This is an automated email from the ASF dual-hosted git repository.
zhouky pushed a commit to branch main
in repository https://gitbox.apache.org/repos/asf/incubator-celeborn.git
The following commit(s) were added to refs/heads/main by this push:
new 87b64391e [CELEBORN-1152] fix GetShuffleId RPC NPE for empty shuffle
87b64391e is described below
commit 87b64391ea0bbf33114f5b56a2a71b0e8de4fbdd
Author: Erik.fang <[email protected]>
AuthorDate: Mon Dec 11 20:13:26 2023 +0800
[CELEBORN-1152] fix GetShuffleId RPC NPE for empty shuffle
### What changes were proposed in this pull request?
In [celeborn-955](https://github.com/apache/incubator-celeborn/pull/1924),
GetShuffleId RPC was introduced to generate a celeborn shuffle id from app
shuffle id to support spark stage rerun
GetShuffleId RPC assumes that Shuffle Write operation always happens before
Shuffle Read operation, but this is not true for empty shuffle data in
celeborn, which causes GetShuffleId RPC to throw NPE and fail the Job
This PR fixes this bug
### Why are the changes needed?
to avoid spark job failure with empty shuffle data
### Does this PR introduce _any_ user-facing change?
No
### How was this patch tested?
a new test case is included for empty shuffle data
Closes #2136 from ErikFang/fix-GetShuffleId-RPC-NPE-for-empty-shuffle.

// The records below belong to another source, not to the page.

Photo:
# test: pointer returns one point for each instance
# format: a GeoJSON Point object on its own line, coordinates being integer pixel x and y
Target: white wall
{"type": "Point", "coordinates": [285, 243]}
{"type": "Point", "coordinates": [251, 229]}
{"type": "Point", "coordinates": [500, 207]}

Lead-authored-by: Erik.fang <[email protected]>
Co-authored-by: zky.zhoukeyong <[email protected]>
Signed-off-by: zky.zhoukeyong <[email protected]>
---
.../apache/celeborn/client/ShuffleClientImpl.java | 4 +++
.../apache/celeborn/client/LifecycleManager.scala | 36 ++++++++++++++++------
.../org/apache/celeborn/common/util/Utils.scala | 2 ++
.../tests/spark/CelebornFetchFailureSuite.scala | 21 +++++++++++++
4 files changed, 53 insertions(+), 10 deletions(-)
diff --git
a/client/src/main/java/org/apache/celeborn/client/ShuffleClientImpl.java
b/client/src/main/java/org/apache/celeborn/client/ShuffleClientImpl.java
index fe7a403ef..c5f463b19 100644
--- a/client/src/main/java/org/apache/celeborn/client/ShuffleClientImpl.java
+++ b/client/src/main/java/org/apache/celeborn/client/ShuffleClientImpl.java
@@ -1629,6 +1629,10 @@ public class ShuffleClientImpl extends ShuffleClient {
int endMapIndex,
MetricsCallback metricsCallback)
throws IOException {
+ if (partitionId == Utils$.MODULE$.UNKNOWN_APP_SHUFFLE_ID()) {
+ logger.warn("Shuffle data is empty for shuffle {}:
UNKNOWN_APP_SHUFFLE_ID.", shuffleId);
+ return CelebornInputStream.empty();
+ }
ReduceFileGroups fileGroups = loadFileGroup(shuffleId, partitionId);
if (fileGroups.partitionGroups.isEmpty()
diff --git
a/client/src/main/scala/org/apache/celeborn/client/LifecycleManager.scala
b/client/src/main/scala/org/apache/celeborn/client/LifecycleManager.scala
index ed308840a..fa6face39 100644
--- a/client/src/main/scala/org/apache/celeborn/client/LifecycleManager.scala
+++ b/client/src/main/scala/org/apache/celeborn/client/LifecycleManager.scala
@@ -48,6 +48,7 @@ import
org.apache.celeborn.common.rpc.netty.{LocalNettyRpcCallContext, RemoteNet
import org.apache.celeborn.common.util.{JavaUtils, PbSerDeUtils, ThreadUtils,
Utils}
// Can Remove this if celeborn don't support scala211 in future
import org.apache.celeborn.common.util.FunctionConverter._
+import org.apache.celeborn.common.util.Utils.UNKNOWN_APP_SHUFFLE_ID
object LifecycleManager {
// shuffle id -> partition id -> partition locations
@@ -653,16 +654,31 @@ class LifecycleManager(val appUniqueId: String, val conf:
CelebornConf) extends
appShuffleId: Int,
appShuffleIdentifier: String,
isWriter: Boolean): Unit = {
- val shuffleIds = shuffleIdMapping.computeIfAbsent(
- appShuffleId,
- new function.Function[Int,
scala.collection.mutable.LinkedHashMap[String, (Int, Boolean)]]() {
- override def apply(id: Int)
- : scala.collection.mutable.LinkedHashMap[String, (Int, Boolean)] =
{
- val newShuffleId = shuffleIdGenerator.getAndIncrement()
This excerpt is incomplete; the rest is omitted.